Rooney is a member of a 21-member revenue working group announced by Senate President Karen Spilka on Tuesday, charged with recommending ways to reform and simplify the state tax code to reflect the changing economy. Rooney is also on a 26-member business group, which formed at the behest of House Speaker Robert DeLeo, who has appealed to the business community to get behind some sort of transportation plan. DeLeo has said “it’s all on the table” when it comes to what’s being discussed, including new revenues.
Both groups have given themselves through the end of 2020 to finish their work, but it appears momentum may be building for quicker action on some measures. House leaders during Monday’s budget deliberations convinced members to put off revenue-raising amendments until later this year when the House schedules a session devoted solely to new revenues.
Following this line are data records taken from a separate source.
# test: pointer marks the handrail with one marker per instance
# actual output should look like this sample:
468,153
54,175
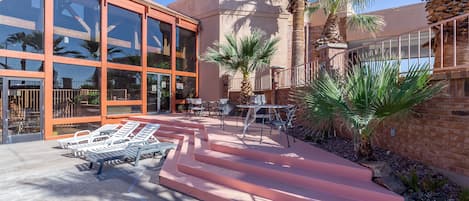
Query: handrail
440,25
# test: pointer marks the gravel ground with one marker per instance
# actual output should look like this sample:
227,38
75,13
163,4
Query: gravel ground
447,191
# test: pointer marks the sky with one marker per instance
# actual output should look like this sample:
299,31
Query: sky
378,4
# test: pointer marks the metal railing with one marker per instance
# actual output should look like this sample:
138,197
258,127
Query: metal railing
437,45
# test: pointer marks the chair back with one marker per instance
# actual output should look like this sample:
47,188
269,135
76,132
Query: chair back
223,101
145,133
126,129
258,99
197,101
105,128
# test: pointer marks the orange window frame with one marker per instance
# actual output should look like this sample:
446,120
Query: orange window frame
49,59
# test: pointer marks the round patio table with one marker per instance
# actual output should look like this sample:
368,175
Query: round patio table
252,113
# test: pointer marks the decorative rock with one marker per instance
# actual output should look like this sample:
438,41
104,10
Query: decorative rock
392,182
379,168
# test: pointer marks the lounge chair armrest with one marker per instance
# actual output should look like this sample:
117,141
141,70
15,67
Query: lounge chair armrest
116,140
82,131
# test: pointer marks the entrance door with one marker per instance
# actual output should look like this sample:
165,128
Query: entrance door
158,93
22,110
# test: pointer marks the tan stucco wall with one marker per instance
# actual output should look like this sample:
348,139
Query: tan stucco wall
219,17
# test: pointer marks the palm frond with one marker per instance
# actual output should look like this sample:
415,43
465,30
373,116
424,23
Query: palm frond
360,5
309,10
247,55
365,23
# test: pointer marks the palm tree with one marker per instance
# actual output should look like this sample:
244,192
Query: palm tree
361,22
251,53
366,96
297,8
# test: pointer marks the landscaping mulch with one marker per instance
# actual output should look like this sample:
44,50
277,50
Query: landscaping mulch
432,186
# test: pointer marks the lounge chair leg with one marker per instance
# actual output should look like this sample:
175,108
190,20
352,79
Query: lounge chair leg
100,170
137,159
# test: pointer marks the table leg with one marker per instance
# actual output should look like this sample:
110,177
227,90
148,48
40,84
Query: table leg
246,121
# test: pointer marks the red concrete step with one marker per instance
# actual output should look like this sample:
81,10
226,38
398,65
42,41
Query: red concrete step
336,166
249,183
197,187
356,189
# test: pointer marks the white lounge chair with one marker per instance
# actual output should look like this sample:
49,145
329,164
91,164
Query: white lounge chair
89,136
120,135
131,152
142,137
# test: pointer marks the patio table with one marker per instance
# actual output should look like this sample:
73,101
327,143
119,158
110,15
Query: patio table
252,113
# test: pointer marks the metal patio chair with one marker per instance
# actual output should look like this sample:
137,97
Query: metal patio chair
286,124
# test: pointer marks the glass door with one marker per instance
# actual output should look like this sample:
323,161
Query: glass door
22,110
158,93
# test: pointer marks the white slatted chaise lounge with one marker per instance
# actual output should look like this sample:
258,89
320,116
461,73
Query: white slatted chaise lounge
131,152
142,137
120,135
101,133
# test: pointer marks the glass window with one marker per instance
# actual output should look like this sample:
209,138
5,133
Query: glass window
185,50
22,25
8,63
76,91
159,44
185,87
124,36
63,129
77,29
131,109
123,85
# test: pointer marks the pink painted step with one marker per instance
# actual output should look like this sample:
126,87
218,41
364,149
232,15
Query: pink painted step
199,188
356,189
275,155
249,183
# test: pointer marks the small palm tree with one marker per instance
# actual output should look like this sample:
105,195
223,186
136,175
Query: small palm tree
247,55
370,93
332,8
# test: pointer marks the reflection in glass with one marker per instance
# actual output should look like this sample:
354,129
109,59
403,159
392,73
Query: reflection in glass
77,28
159,44
131,109
8,63
22,25
124,36
185,87
123,85
76,91
158,93
185,50
63,129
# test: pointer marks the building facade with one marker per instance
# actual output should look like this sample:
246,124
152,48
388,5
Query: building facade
68,65
221,17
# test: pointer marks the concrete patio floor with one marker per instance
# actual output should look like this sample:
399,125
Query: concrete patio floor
39,171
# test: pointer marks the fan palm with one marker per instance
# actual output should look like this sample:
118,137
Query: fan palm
370,93
361,22
247,55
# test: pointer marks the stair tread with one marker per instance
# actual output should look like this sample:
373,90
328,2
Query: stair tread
186,160
280,169
276,186
199,187
319,156
288,157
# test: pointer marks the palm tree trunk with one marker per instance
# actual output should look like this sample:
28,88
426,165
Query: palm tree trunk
365,150
298,36
331,32
246,90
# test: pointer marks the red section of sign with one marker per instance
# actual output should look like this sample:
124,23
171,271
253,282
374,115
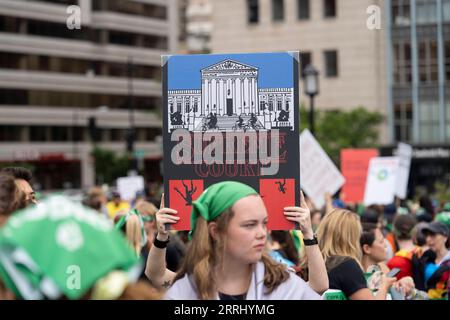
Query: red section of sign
278,194
354,165
182,193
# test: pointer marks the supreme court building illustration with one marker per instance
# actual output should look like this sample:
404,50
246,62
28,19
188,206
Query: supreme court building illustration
230,99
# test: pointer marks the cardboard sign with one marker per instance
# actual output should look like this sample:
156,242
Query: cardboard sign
231,117
381,181
318,172
404,153
354,165
129,186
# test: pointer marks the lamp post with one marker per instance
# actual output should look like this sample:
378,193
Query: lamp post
311,76
131,134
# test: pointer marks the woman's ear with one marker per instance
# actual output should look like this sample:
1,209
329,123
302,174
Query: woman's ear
212,229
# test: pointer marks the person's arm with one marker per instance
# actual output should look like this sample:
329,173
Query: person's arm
156,270
318,277
366,294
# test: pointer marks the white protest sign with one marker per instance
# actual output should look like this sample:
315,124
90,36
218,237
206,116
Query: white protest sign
129,186
318,174
381,180
404,153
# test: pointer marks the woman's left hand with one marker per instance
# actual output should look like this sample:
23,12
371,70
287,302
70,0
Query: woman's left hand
302,216
406,285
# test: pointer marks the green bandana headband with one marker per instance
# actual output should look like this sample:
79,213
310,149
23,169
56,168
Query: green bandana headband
60,248
216,199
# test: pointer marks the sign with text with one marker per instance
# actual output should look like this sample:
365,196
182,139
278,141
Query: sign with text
381,181
404,153
354,164
318,172
231,117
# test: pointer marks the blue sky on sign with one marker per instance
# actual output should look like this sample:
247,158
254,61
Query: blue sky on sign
275,69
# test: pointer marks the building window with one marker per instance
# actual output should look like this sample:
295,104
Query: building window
402,63
252,11
428,61
331,63
400,13
279,104
447,60
429,121
329,8
446,10
305,60
426,12
303,9
262,105
403,121
277,10
195,105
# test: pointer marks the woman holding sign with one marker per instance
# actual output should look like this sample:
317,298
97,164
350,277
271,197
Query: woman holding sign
226,258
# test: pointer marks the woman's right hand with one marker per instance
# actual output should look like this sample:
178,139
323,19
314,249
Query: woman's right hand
164,216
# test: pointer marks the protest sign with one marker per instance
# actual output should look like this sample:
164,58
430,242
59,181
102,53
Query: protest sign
404,153
231,117
381,181
129,186
354,164
318,172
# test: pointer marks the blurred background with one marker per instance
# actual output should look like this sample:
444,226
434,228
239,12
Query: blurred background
82,106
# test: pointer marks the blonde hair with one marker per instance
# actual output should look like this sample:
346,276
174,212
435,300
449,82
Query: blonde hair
339,233
205,256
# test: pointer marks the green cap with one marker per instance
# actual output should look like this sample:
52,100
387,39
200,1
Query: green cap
59,248
216,199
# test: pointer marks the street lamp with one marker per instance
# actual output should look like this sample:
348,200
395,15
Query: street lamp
311,76
131,132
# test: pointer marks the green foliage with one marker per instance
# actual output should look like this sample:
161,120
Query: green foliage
337,129
109,165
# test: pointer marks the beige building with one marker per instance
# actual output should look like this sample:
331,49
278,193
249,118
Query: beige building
333,35
58,83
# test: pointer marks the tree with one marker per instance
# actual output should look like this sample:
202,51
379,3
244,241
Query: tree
109,165
338,129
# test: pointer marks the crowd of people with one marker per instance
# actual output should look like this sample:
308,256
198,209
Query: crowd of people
127,250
“There is definitely a sense of urgency with education reform and transportation reform,” Spilka said, adding that climate change and housing could also be tossed into the mix.
The Senate group includes three Senate members (Democrats Adam Hinds and Will Brownsberger and Republican Ryan Fattman), officials from union and business groups, Lawrence Mayor Dan Rivera, and tax policy experts such as Peter Enrich of Northeastern, Eileen McAnneny of the Massachusetts Taxpayers Foundation, Marie-Frances Rivera of the Massachusetts Budget and Policy Center, and David Sullivan, who currently works for the national Democratic Party but has an extensive background in tax and policy matters on Beacon Hill.
The House group consists of business groups only, and is heavily concentrated among chambers of commerce across the state.
Rooney said the business community generally prefers user-based fees. But he says that rule is not hard and fast. He gave as an example the community preservation act, which combines municipal surcharges on property tax bills with deed excise taxes collected by the state to finance investments in four areas, one of which is affordable housing.
Rooney said the community preservation act is something that the business community would normally oppose, but a review found the money going in was generating a significant number of housing starts in communities.“It wasn’t just a pile of money that went into the housing department and you never know what happened to it,” he said.